Implement lossless dictionary encoding and decoding
Company: Amplitude
Role: Software Engineer
Category: Coding & Algorithms
Difficulty: medium
Interview Round: Technical Screen
Quick Answer: This question evaluates understanding of lossless dictionary-based compression, string tokenization, and mapping data structures for encoding and decoding tokens, within the Coding & Algorithms category.
Constraints
- Words are separated by commas; words themselves do not contain commas or a ':' character.
- An empty input string encodes to "" and decodes back to "".
- The dictionary lists unique words in order of first appearance, indexed from 0.
- The decoder may use only the compressed string — no side-channel data.
- Encoding must be lossless: decode(encode(x)) == x for every valid input.
Examples
Input: ("USA,USA,USA,USA,Mexico,Canada,Mexico,Mexico,Mexico",)
Expected Output: ['USA,Mexico,Canada:0,0,0,0,1,2,1,1,1', 'USA,USA,USA,USA,Mexico,Canada,Mexico,Mexico,Mexico']
Explanation: Three unique words (USA, Mexico, Canada) get indices 0, 1, 2. The index list mirrors the original order, and decoding rebuilds the exact original string.
Input: ("",)
Expected Output: ['', '']
Explanation: Empty input encodes to an empty compressed string and decodes back to empty.
Input: ("hello",)
Expected Output: ['hello:0', 'hello']
Explanation: A single word becomes dictionary 'hello' with index list '0'.
Input: ("a,b,a,b,a",)
Expected Output: ['a,b:0,1,0,1,0', 'a,b,a,b,a']
Explanation: Two alternating words; the dictionary is 'a,b' and the index list captures the alternation, decoding losslessly.
Input: ("dog,cat,bird,fish",)
Expected Output: ['dog,cat,bird,fish:0,1,2,3', 'dog,cat,bird,fish']
Explanation: All words unique, so the dictionary equals the input and indices count up 0..3.
Input: ("x,x,x",)
Expected Output: ['x:0,0,0', 'x,x,x']
Explanation: A single repeated word collapses the dictionary to 'x' while the index list keeps three zeros to preserve the original length.
Hints
- For encode, keep a hash map from word -> assigned index and a parallel list (the dictionary) in first-appearance order.
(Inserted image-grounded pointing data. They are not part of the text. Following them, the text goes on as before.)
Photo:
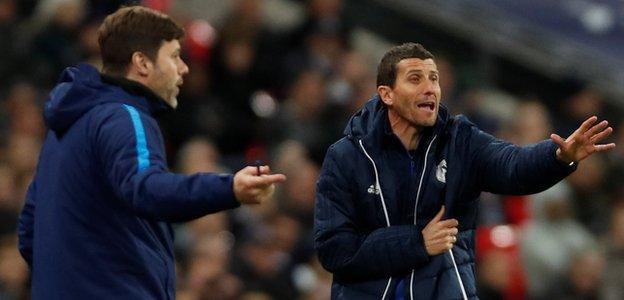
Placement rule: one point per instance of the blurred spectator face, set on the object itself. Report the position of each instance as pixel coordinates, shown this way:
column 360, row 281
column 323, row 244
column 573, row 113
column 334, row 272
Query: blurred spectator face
column 301, row 186
column 585, row 272
column 495, row 270
column 447, row 75
column 532, row 123
column 286, row 231
column 8, row 199
column 354, row 67
column 25, row 113
column 248, row 10
column 224, row 287
column 22, row 153
column 209, row 260
column 589, row 175
column 308, row 94
column 239, row 56
column 326, row 47
column 70, row 13
column 264, row 258
column 89, row 40
column 209, row 225
column 199, row 155
column 585, row 104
Append str(index) for every word.
- Split the compressed string on the FIRST ':' only, so the dictionary part and the index part stay separate even though both contain commas.
- In decode, convert each index token to an int and look it up in the dictionary list, then join the looked-up words with commas.
- Guard the empty-string case explicitly in both directions before splitting.